This document is relevant for: Trn2, Trn3

nki.isa.activate2#

nki.isa.activate2(dst, op, data, imm0, imm1, op0, op1, relu_param=0.0, reverse0=False, reverse1=False, reduce_op=None, reduce_res=None, reduce_cmd=reduce_cmd.idle, name=None)[source]#

Perform tensor activation with configurable tensor-scalar operations and optional reduction using Scalar Engine.

Note

Available only on NeuronCore-v4 and newer.

This instruction provides a three-stage pipeline per partition:

  1. Tensor-scalar operations: (data op0 imm0) op1 imm1

  2. Activation function application via op

  3. Optional internal reduction controlled by reduce_op and reduce_cmd

The tensor-scalar stage supports six (op0, op1) combinations:

  • (nl.multiply, nl.add) — scale and bias

  • (nl.multiply, nl.subtract) — scale and negative bias

  • (nl.multiply, nl.bypass) — scale only

  • (nl.add, nl.bypass) — bias only

  • (nl.subtract, nl.bypass) — subtract only

  • (nl.bypass, nl.bypass) — no tensor-scalar operation

When reverse0=True, the first operation computes imm0 <op0> data instead of data <op0> imm0. Similarly, reverse1=True computes imm1 <op1> result.

The Scalar Engine always performs math in float32 precision, automatically casting input data to float32 before computation and casting results to the output dtype at no additional performance cost.

Constraints

  • Supported engines: Scalar.

  • data and dst must have the same partition dimension size (at most 128).

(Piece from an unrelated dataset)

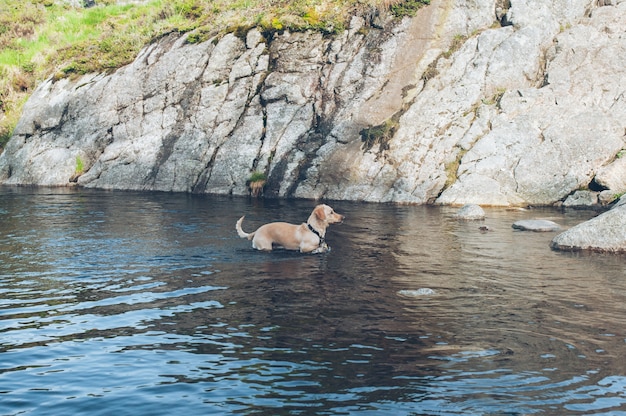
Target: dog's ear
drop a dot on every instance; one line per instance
(320, 213)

  • data and dst must have the same number of elements in the free dimensions.

  • All immediates (imm0, imm1) must have the same dtype when both are tensors.

  • op1 requires op0 to be set.

  • reverse0 requires op0 to be set; reverse1 requires op1 to be set.

Parameters:
  • dst – the activation output tile. Supported buffers: SBUF, PSUM.

  • op – an activation function (see Supported Activation Functions for NKI ISA for supported functions).

  • data – the input tile; layout: (partition axis <= 128, free axis). Supported buffers: SBUF, PSUM.

  • imm0 – scalar or [N, 1] vector value for the first tensor-scalar operation. N must match the partition dimension size of data.

  • imm1 – scalar or [N, 1] vector value for the second tensor-scalar operation. N must match the partition dimension size of data.

  • op0 – first ALU operation in tensor-scalar pipeline. Must be an arithmetic operator (e.g., nl.multiply, nl.add, nl.subtract) or nl.bypass for no operation.

  • op1 – second ALU operation in tensor-scalar pipeline. Must be an arithmetic operator (e.g., nl.add, nl.subtract) or nl.bypass for no operation.

  • relu_param – scalar or vector parameter for parameterized activation functions (e.g., PReLU). Defaults to 0.0.

  • reverse0 – reverse operand order for op0. When True, computes imm0 <op0> data instead of data <op0> imm0. Requires op0 to be set.

  • reverse1 – reverse operand order for op1. When True, computes imm1 <op1> result instead of result <op1> imm1. Requires op1 to be set.

  • reduce_op – the reduce operation to perform on the free dimension of the activated data. Supported: nl.add, nl.maximum, nl.minimum, nl.abs_max, nl.abs_min.

  • reduce_res – a tile of shape (data.shape[0], 1) to hold the final state of the reduction registers. Supported buffers: SBUF, PSUM.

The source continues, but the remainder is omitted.